2. Hello, isuckatcalc!

i am given a picture of a triangle with vertices: .$\displaystyle A(0,3),\;B(2,0),\;C(0,\text{-}6)$

i need to find the equations of these lines in order to know the bounds of my integrals.
My solution was to first find the slope.
So for the line from A(0,3) to B(2,0), that would be (0-3)/(2-0) = -3/2.
Then plug in one of those points to find C, and i get 3.

So the line equation is y = -(3/2)x +3.
i was marked off and told to use point-slope form.
And my teacher came up with the equation y = -x + 2 .??

What is point-slope and how did i do this wrong?
i don't understand why my equation is not correct.
Code:
      |A
(0,3)o
| *
|   *
|     * B
- - + - - - o - - -
|      *(2,0)
|     *
|    *
|   *
|  *
| *
|*
(0,-6)o
|C

Your teacher's line has a slope of $\displaystyle -1$ and a $\displaystyle y$-intercept of $\displaystyle 2$.
. . Neither feature is on the graph. .The error seems to be his/hers.

The Point-Slope Formula is one I recommend to all my students.
. . However, I do NOT insist that they use it.

Given a point $\displaystyle P(x_1,y_1)$ and a slope $\displaystyle m$
. . the line through $\displaystyle P$ with slope $\displaystyle m$ has the equation:
. . . . . . . . $\displaystyle y - y_1 \;=\;m(x-x_1)$

If you're using the Slope-Intercept form, $\displaystyle y \:=\:mx + b$
. . and you are given the slope and the y-intercept, you're golden!

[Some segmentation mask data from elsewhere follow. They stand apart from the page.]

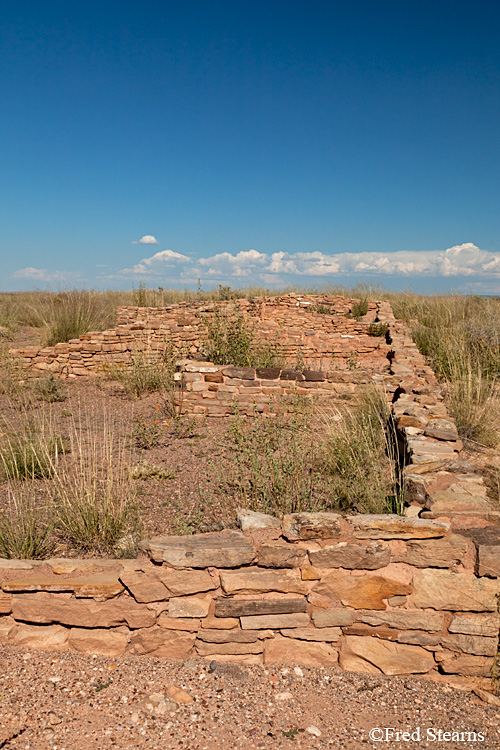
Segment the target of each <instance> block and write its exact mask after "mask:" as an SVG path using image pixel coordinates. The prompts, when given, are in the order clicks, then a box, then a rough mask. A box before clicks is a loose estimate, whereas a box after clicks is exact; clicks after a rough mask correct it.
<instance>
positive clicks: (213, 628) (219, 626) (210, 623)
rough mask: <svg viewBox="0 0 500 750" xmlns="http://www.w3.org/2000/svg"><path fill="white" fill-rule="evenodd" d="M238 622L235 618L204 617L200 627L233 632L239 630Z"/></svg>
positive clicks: (239, 621) (225, 617)
mask: <svg viewBox="0 0 500 750" xmlns="http://www.w3.org/2000/svg"><path fill="white" fill-rule="evenodd" d="M239 626H240V621H239V620H238V619H237V618H236V617H205V619H204V620H203V622H202V627H203V628H207V629H209V630H216V629H220V630H233V629H234V628H239Z"/></svg>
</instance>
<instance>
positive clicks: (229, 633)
mask: <svg viewBox="0 0 500 750" xmlns="http://www.w3.org/2000/svg"><path fill="white" fill-rule="evenodd" d="M259 635H260V633H259V631H258V630H239V629H235V630H208V629H206V628H202V629H201V630H200V632H199V634H198V640H200V641H207V642H208V643H255V641H258V640H259Z"/></svg>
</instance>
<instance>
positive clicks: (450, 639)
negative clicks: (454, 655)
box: [441, 635, 498, 656]
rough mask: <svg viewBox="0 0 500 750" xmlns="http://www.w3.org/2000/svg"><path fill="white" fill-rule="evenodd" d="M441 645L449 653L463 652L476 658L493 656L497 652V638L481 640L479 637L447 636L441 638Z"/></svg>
mask: <svg viewBox="0 0 500 750" xmlns="http://www.w3.org/2000/svg"><path fill="white" fill-rule="evenodd" d="M441 643H442V645H443V646H444V648H447V649H449V650H450V651H463V652H464V653H466V654H475V655H476V656H495V654H496V652H497V650H498V636H497V637H496V638H483V637H482V636H479V635H448V636H443V637H442V638H441Z"/></svg>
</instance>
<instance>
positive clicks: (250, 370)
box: [222, 367, 255, 380]
mask: <svg viewBox="0 0 500 750" xmlns="http://www.w3.org/2000/svg"><path fill="white" fill-rule="evenodd" d="M222 374H223V375H224V376H225V377H226V378H238V379H239V380H255V368H254V367H225V368H224V369H223V370H222Z"/></svg>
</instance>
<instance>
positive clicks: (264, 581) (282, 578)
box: [220, 568, 308, 594]
mask: <svg viewBox="0 0 500 750" xmlns="http://www.w3.org/2000/svg"><path fill="white" fill-rule="evenodd" d="M220 577H221V584H222V588H223V589H224V591H225V592H226V594H234V593H236V592H239V593H252V592H259V593H264V592H267V591H276V592H281V593H285V594H288V593H290V594H305V593H307V590H308V587H307V584H306V583H305V582H304V581H302V579H301V578H300V573H299V572H298V571H296V570H262V569H261V568H243V569H241V570H234V571H222V572H221V574H220Z"/></svg>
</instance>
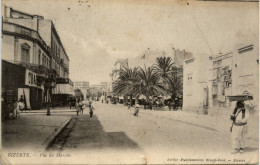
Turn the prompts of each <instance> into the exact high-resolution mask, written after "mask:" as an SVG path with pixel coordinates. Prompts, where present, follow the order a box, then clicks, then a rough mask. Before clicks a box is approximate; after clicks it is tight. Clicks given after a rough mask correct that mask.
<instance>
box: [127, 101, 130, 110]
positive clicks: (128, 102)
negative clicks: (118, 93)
mask: <svg viewBox="0 0 260 165" xmlns="http://www.w3.org/2000/svg"><path fill="white" fill-rule="evenodd" d="M127 104H128V110H129V109H130V108H131V103H130V101H128V103H127Z"/></svg>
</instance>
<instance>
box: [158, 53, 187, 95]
mask: <svg viewBox="0 0 260 165" xmlns="http://www.w3.org/2000/svg"><path fill="white" fill-rule="evenodd" d="M154 67H155V70H156V72H157V74H158V75H159V76H160V77H161V81H162V82H163V83H164V84H166V90H167V93H168V94H170V95H171V98H172V99H175V98H176V97H177V96H178V95H182V93H183V89H182V88H183V79H182V76H183V69H182V68H179V67H176V66H174V63H172V59H171V57H158V58H157V59H156V64H155V66H154Z"/></svg>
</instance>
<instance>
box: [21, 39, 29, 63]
mask: <svg viewBox="0 0 260 165" xmlns="http://www.w3.org/2000/svg"><path fill="white" fill-rule="evenodd" d="M21 61H22V62H25V63H30V46H29V45H28V44H27V43H24V44H22V45H21Z"/></svg>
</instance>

If you are not given the y-intecept, you must perform
. . some extra acrobatics to get the equation.

The Point-Slope formula eliminates those extra steps.
. . It works for any point, not just the y-intercept.

3. but i'm not given the slope, i have to find it (and the y intercept) so how could i use point slope? i don't understand. don't i have to solve for the y=mx+b equation? all i have are points, no slope given, thus i must find it.

4. ** Alarms **

Stop. Take a deep breath. Change your screen name.

Really, if you can't make a natural connection between two points and the slope of a linear equation, you need to run, not walk, out of the calculus class and do some serious refreshing on basic algebra and geometry. By the time you see an interated integral, you should have forgotten the word "slope", except to teach it to 7th graders. (not really, but kind of)

You need an equation. Use ALL your prior experience to get one. Why do you care what someone else produced? Prove it right or wrong. Don't have a panic attack because someone else managed an incorrect result.

These are prime candidates for the Intercept Form!

The first two $\displaystyle \;\;\frac{x}{2} + \frac{y}{3} = 1$

The last two $\displaystyle \;\;\frac{x}{2} + \frac{y}{-6} = 1$

Solve for y. Find the intersection.

No kidding. Change your screen name.